After the armistice of Cassibile and the German occupation of Italy, Perotti joined the Resistance in the ranks of the 1st Piedmontese Regional Military Committee (CMRP), where due to his skills he was appointed by the National Liberation Committee (CLN) as coordinator of the Piedmontese CLN; in the following months he carried out sabotage actions on Axis-controlled railways and laid the groundwork of the organization and guerrilla tactics of the Piedmontese Resistance.
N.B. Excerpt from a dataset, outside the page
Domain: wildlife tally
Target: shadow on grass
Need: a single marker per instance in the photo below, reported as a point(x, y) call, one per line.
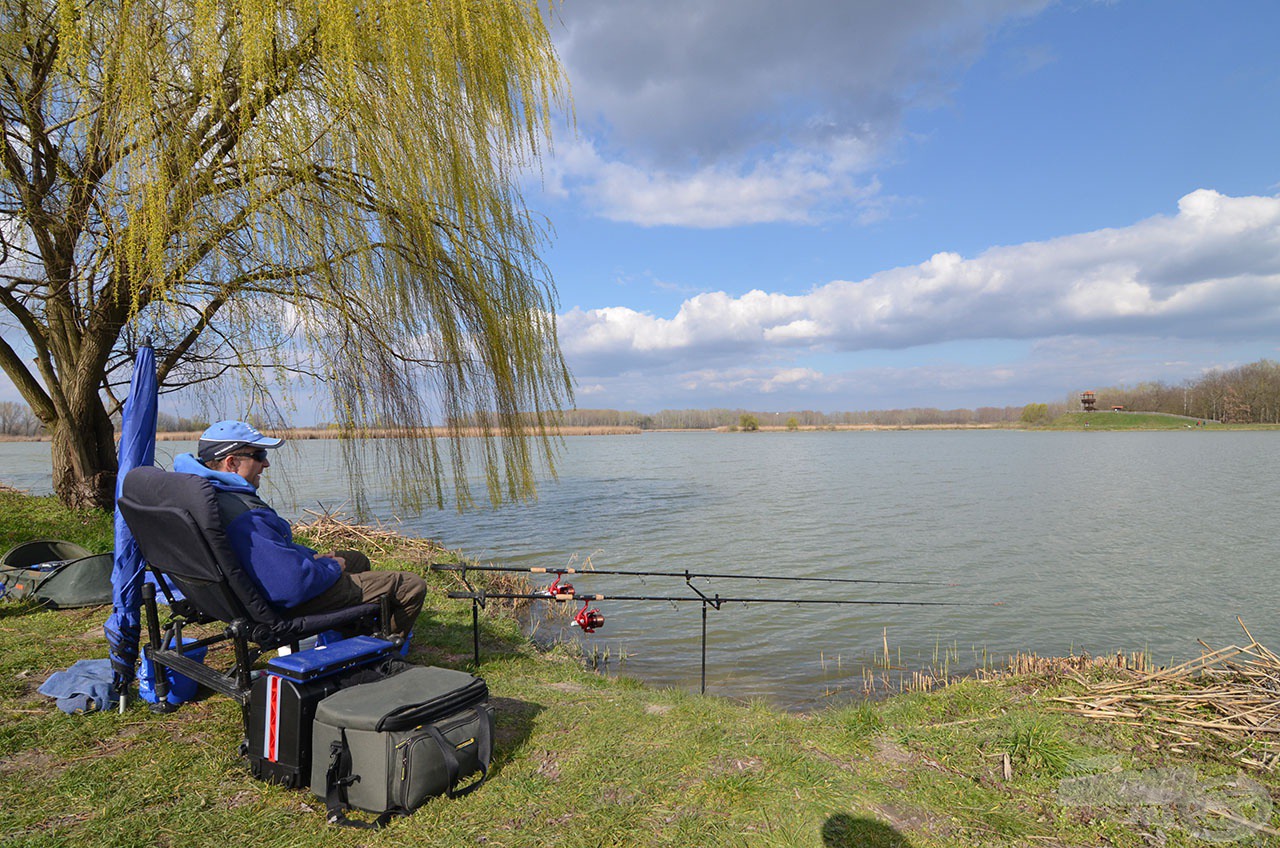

On 31 March 1944 he was captured by members of the Republican Police in the sacristy of the Turin Cathedral, together with his companions (including Socialist representatives Quinto Bevilacqua and Enrico Giachino, Communist representative Eusebio Giambone, Action Party representative Paolo Braccini, and former Army captains Franco Balbis and Giulio Biglieri), during a clandestine meeting of the CMRP. Between 2 and 3 April 1944 he was tried and sentenced to death by the Special Tribunal for the Defense of the State, and on 5 April 1944 he was executed by firing squad by soldiers of the Republican National Guard at the National Martinetto Polygon of Turin, together with Balbis, Braccini, Bevilacqua, Biglieri, Giachino, Giambone, and lieutenant Massimo Montano, another member of the CMRP who had been arrested earlier. Before the squad fired he said to his companions: "Officers, gentlemen, stand at attention: Long live Italy!" He was posthumously awarded the Gold Medal of Military Valor.